# [Xorg] Sehr hohe Auslastung nach Suspend2Disk

## Finswimmer

Hi,

nach dem Aufwachen habe ich seit neuestem eine Auslastung von 80-90%.

Wenn ich mich aus KDE auslogge, den X-Server neu starte, ist wieder alles ok.

Kann ich irgendwie herausfinden, warum X soviel CPU-Last verursacht?

Danke

Tobi

----------

## Finswimmer

Hmm. Liegt wohl eher am Firefox, denn wenn ich den schließe, geht die Last sofort zurück.

Mal schauen, ob ein Update hilft...

Tobi

----------

## firefly

passiert das immer oder nur wenn du im firefox vorher eine seite mit flash geöffnet hattest? Denn ich könnte mir vorstellen das es daran liegen könnte oder an einem anderen plugin/addon

----------

## Finswimmer

Hmm.

Nach Update von xorg-server und firefox scheint das Problem behoben zu sein.

Ich hoffe das Beste...

Tobi

----------

## Klaus Meier

Was hast du denn für eine Graka? Normalerweise sollte das Problem an den Treibern liegen, die nicht alle nach einem Suspend rundlaufen. Firefox ist da eher unwarscheinlich. Höchstens, dass da ein Modul entladen und dann wieder geladen wird. Xorg passt da schon eher.

----------

## Finswimmer

02:00.0 VGA compatible controller: nVidia Corporation G72 [GeForce 7300 SE] (rev a1)
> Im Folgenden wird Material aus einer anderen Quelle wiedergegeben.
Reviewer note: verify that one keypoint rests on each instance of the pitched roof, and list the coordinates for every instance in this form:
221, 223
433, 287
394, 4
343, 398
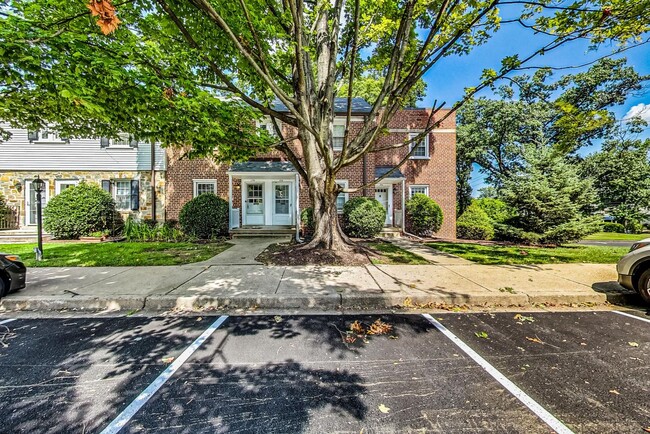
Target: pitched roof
263, 166
382, 170
359, 106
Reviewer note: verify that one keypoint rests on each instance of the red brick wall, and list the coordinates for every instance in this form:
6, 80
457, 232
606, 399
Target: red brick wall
438, 172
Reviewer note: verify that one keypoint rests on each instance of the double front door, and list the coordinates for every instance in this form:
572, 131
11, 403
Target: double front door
268, 203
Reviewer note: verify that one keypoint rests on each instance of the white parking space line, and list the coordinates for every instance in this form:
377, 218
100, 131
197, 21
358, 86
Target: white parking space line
631, 316
529, 402
123, 418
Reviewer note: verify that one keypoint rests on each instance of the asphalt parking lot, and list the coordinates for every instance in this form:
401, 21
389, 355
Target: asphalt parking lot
532, 372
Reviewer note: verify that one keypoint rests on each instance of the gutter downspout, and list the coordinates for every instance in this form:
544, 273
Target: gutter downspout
230, 225
404, 212
298, 240
153, 181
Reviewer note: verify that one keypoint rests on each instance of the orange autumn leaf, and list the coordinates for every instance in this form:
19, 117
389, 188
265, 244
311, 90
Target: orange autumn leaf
103, 9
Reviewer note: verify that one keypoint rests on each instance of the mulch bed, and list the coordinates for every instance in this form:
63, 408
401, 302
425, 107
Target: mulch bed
292, 254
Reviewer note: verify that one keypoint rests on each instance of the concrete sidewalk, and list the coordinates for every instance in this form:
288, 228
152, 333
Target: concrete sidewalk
201, 286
Ich nutze die neuesten nvidia-drivers

----------

## Finswimmer

Zu früh gefreut...

Es will immer noch nicht.

Habt ihr noch eine Idee?

----------

## Klaus Meier

Müsstest doch mit top den Übertäter finden können. Und Leg die Kiste doch mal schlafen, nur mit KDE, ohne jemals den Firefox gestartet zu haben. Welchen Kernel hast du und welchen Nvidia?

----------

## Finswimmer

top zeigt mir nur X mit 90% an...

Nvidia-Treiber sind die neuesten.

----------

## Necoro

Also ich kann auf meinem Laptop seit dem Upgrade auf den neuen X-Server beobachten, dass viele Anwendungen extrem langsam geworden sind, was Oberflächenreaktionszeit angeht. Bis eben dachte ich, das liegt an den Applikationen (insb. Firefox und Thunderbird), aber es ist wirklich der X der da rechnet bis zum Abwinken, wenn ich die Frechheit besitze ein Fenster wieder in den Vordergrund zu holen.
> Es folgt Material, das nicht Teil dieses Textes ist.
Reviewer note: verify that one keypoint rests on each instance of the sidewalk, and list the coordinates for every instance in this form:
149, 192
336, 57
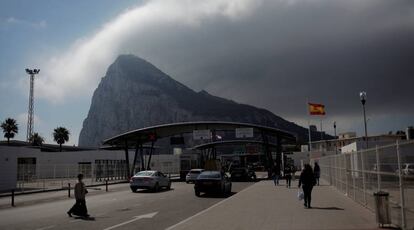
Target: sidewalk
264, 206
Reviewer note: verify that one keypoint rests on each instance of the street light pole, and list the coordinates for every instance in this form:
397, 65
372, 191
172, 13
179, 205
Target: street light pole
336, 140
30, 118
363, 96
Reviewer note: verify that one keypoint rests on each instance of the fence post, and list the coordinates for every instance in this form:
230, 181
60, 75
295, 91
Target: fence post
378, 168
354, 173
363, 176
12, 197
346, 173
402, 198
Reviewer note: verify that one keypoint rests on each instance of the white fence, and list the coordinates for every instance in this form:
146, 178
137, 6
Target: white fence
360, 174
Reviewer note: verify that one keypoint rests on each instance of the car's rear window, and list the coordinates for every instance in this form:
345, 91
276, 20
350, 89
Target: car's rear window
145, 173
209, 175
Einen Zusammenhang zum Resume kann ich bei mir aber nicht erkennen...

----------

## Finswimmer

 *Necoro wrote:*   

> Einen Zusammenhang zum Resume kann ich bei mir aber nicht erkennen...

 

Gut. Kann auch einfach daran liegen, dass der Rechner dann eine hohe Uptime hat.
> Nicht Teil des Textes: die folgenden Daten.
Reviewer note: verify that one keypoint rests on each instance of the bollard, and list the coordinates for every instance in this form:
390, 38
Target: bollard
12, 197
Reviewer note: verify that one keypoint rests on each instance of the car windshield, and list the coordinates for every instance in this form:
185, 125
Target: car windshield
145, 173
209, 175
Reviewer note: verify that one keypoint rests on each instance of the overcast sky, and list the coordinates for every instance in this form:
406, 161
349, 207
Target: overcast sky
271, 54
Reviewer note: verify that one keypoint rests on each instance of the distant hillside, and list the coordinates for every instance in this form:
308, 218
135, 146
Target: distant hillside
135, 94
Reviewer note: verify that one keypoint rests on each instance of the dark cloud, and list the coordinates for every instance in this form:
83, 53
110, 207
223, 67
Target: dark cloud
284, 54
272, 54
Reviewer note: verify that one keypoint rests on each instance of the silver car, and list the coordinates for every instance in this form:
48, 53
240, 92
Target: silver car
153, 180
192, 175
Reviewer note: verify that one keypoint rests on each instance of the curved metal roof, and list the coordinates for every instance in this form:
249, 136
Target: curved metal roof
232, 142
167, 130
Sonst würde ich den Rechner alle 12 Stunden ausschalten, so habe ich schon uptimes bis zu 10 Tage.

Daher denke ich, dass solche Fehler bei mir nur beim Suspend auftauchen.

Hast Du schon irgendeinen Bugreport diesbezüglich gefunden?

Tobi

----------

## Finswimmer

Das ist echt zum K*****, mit 100% Auslastung auf einem Kern ruckelt X vor sich hin...

Es gab mal ein Programm, mit dem man die Auslastung von X sehen konnte, also welche Programme/Fenster/whatever X veranlassen, so abzudrehen.

Kennt das jemand?

----------

## Klaus Meier

Welchen Kernel hast du? Bei jeder neuen Version wird da ja erwähnt, dass man das Verhalten der Treiber bei suspend verbessert.

----------

## Finswimmer

 *Klaus Meier wrote:*   

> Welchen Kernel hast du? Bei jeder neuen Version wird da ja erwähnt, dass man das Verhalten der Treiber bei suspend verbessert.

 

2.6.31

----------